Hester v. Young
MEMORANDUM ORDER OVERRULING PETITIONERS OBJECTIONS AND ADOPTING REPORT AND RECOMMENDATIONS re 3 Report and Recommendations. Signed by Judge Rodney Gilstrap on 11/13/2015. (sm, )
IN THE UNITED STATES DISTRICT COURT
FOR THE EASTERN DISTRICT OF TEXAS
WARDEN S. YOUNG
CIVIL ACTION NO. 5:15cv144
MEMORANDUM ORDER OVERRULING PETITIONER’S OBJECTIONS AND
ADOPTING THE MAGISTRATE JUDGE’S REPORT AND RECOMMENDATION
Petitioner Joe Hester, an inmate confined at the Federal Correctional Institution in Texarkana,
Texas, proceeding pro se, brought this petition for writ of habeas corpus pursuant to 28 U.S.C. §
The Court referred this matter to the Honorable Caroline M. Craven, United States Magistrate
Judge, at Texarkana, Texas, for consideration pursuant to applicable laws and orders of this Court.
The Magistrate Judge recommends the petition be dismissed.
The Court has received and considered the Report and Recommendation of United States
Magistrate Judge filed pursuant to such order, along with the record, pleadings and all available
evidence. Petitioner filed objections to the Magistrate Judge’s Report and Recommendation.

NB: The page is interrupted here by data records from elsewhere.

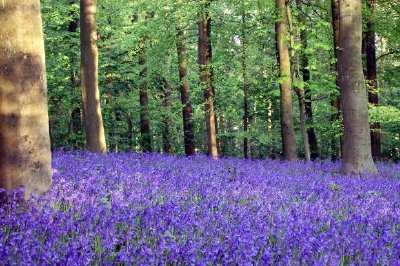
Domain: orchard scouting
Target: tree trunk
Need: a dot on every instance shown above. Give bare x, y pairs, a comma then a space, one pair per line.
145, 132
245, 88
357, 157
167, 104
270, 127
286, 112
25, 156
299, 91
94, 128
372, 78
337, 148
204, 61
76, 113
187, 110
312, 138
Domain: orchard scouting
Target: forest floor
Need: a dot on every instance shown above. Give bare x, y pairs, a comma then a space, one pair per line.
152, 209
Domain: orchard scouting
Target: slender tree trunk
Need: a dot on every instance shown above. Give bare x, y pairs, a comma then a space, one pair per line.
145, 131
270, 127
209, 52
312, 137
204, 61
286, 112
25, 156
335, 101
187, 110
299, 91
95, 137
167, 104
76, 113
245, 88
372, 78
357, 157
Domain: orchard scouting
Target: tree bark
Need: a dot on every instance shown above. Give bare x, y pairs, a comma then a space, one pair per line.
299, 91
25, 156
286, 112
312, 137
204, 61
167, 104
187, 110
89, 78
145, 131
76, 113
357, 157
337, 148
372, 78
245, 88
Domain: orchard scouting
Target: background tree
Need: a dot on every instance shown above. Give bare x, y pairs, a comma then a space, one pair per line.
119, 70
357, 158
89, 78
204, 59
287, 128
24, 125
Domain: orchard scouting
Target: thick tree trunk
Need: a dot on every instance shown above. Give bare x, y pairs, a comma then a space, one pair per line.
25, 156
94, 128
357, 158
187, 110
204, 61
286, 112
337, 148
372, 78
312, 137
167, 104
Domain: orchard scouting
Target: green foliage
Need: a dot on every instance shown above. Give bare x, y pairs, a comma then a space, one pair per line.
122, 27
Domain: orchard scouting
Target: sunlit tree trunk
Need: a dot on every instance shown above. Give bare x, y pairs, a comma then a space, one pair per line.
286, 112
335, 100
167, 120
372, 77
245, 87
145, 131
76, 113
25, 157
357, 157
187, 110
312, 137
94, 128
299, 91
204, 61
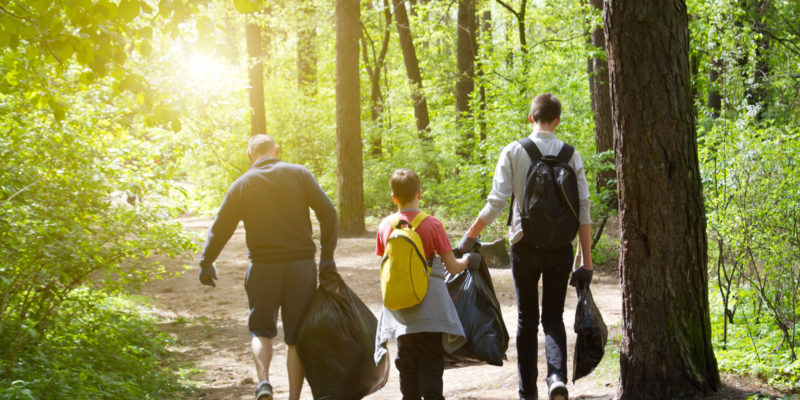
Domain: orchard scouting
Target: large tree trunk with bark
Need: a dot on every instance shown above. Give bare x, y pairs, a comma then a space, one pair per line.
666, 346
412, 67
348, 118
258, 119
307, 50
601, 105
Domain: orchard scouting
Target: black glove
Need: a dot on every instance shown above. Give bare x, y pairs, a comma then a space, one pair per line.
466, 245
328, 277
474, 261
208, 275
581, 277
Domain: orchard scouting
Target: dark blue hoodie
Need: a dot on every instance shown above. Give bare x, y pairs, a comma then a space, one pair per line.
273, 200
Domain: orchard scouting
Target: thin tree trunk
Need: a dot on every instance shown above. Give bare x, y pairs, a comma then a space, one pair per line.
465, 56
307, 51
486, 36
348, 118
714, 99
666, 348
601, 105
258, 120
412, 68
465, 64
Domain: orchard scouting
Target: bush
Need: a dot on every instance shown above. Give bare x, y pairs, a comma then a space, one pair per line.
100, 347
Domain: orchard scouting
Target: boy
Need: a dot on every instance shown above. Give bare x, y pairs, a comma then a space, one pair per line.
425, 331
528, 262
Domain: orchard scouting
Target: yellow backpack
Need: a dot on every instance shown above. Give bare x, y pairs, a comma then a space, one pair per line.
404, 269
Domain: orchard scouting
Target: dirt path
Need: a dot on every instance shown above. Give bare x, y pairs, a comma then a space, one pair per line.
211, 324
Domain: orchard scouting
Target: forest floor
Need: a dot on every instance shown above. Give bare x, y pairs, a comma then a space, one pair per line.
211, 327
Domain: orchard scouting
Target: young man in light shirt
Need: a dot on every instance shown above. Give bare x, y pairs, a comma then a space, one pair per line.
529, 263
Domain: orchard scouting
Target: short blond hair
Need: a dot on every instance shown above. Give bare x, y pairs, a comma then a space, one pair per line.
405, 185
261, 145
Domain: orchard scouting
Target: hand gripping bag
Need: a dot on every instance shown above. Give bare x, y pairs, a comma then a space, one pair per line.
476, 303
592, 334
336, 345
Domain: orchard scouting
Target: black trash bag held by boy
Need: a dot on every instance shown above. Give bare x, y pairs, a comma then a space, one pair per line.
337, 341
592, 334
475, 300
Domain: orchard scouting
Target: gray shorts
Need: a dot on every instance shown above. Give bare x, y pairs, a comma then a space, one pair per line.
286, 286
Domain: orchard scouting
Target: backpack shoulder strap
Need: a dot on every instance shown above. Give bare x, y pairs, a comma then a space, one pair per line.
531, 148
418, 220
566, 153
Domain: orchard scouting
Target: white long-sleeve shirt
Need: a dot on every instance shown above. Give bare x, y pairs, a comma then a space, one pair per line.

This requires a de novo review of the objections in relation to the pleadings and the applicable
law. See FED. R. CIV. P. 72(b).
Petitioner objects to the Report asserting he does not fit the criteria for the Armed Career
Criminal Act enhancement he received at sentencing because one of his prior felony convictions was
a passive offense. In support of his objections, petitioner cites the recent Supreme Court decision
in Johnson v. United States, ___ U.S. ___, 135 S.Ct. 2551, 192 L.Ed.2d 569 (2015). Petitioner
argues that because he does not fit the criteria for the sentencing enhancement, it is the equivalent
of being convicted of a non-existent offense.
After careful consideration, the Court concludes petitioner’s objections should be overruled.
Petitioner’s petition does not meet the criteria required to support a claim under the savings clause
of 28 U.S.C. § 2255. See Padilla v. United States, 416 F.3d 424 (5th Cir. 2005); Reyes-Requena v.
United States, 243 F.3d. 893 (5th Cir. 2001). As the Magistrate Judge observed, a claim of actual
innocence of a sentencing enhancement is not a claim of actual innocence of the crime of conviction.
See In re Bradford, 660 F.3d 226, 230 (5th Cir. 2011) (claim of actual innocence of a career offender
enhancement is not a claim of actual innocence of the crime of conviction to warrant habeas review
under § 2241); Hartfield v. Joslin, 235 F. App’x 357, 358 (5th Cir. 2007) (claim of actual innocence
of career offender enhancement is not sufficient to satisfy savings clause). Therefore, petitioner
is not entitled to relief under § 2241 and this petition is dismissed.
It is noted, however, that the Seventh Circuit Court of Appeals, the circuit in which petitioner
was convicted, recently ruled Johnson announced a new rule of substantive law which is retroactive
on collateral review. See Price v. United States, 795 F.3d 731, 734-35 (7th Cir. 2015). The Seventh
Circuit permitted the convicting court to consider a successive collateral attack presenting this type
of claim. Id. Accordingly, petitioner has an available avenue to bring his claim as a successive
motion to vacate, set aside or correct sentence under 28 U.S.C. § 2255 in the court of conviction.
For the reasons set forth above, petitioner’s objections are OVERRULED. The findings
of fact and conclusions of law of the magistrate judge are correct and the report of the magistrate
judge is ADOPTED. A final judgment will be entered in this case in accordance with the
magistrate judge’s recommendations.
SIGNED this 19th day of December, 2011.
So ORDERED and SIGNED this 13th day of November, 2015.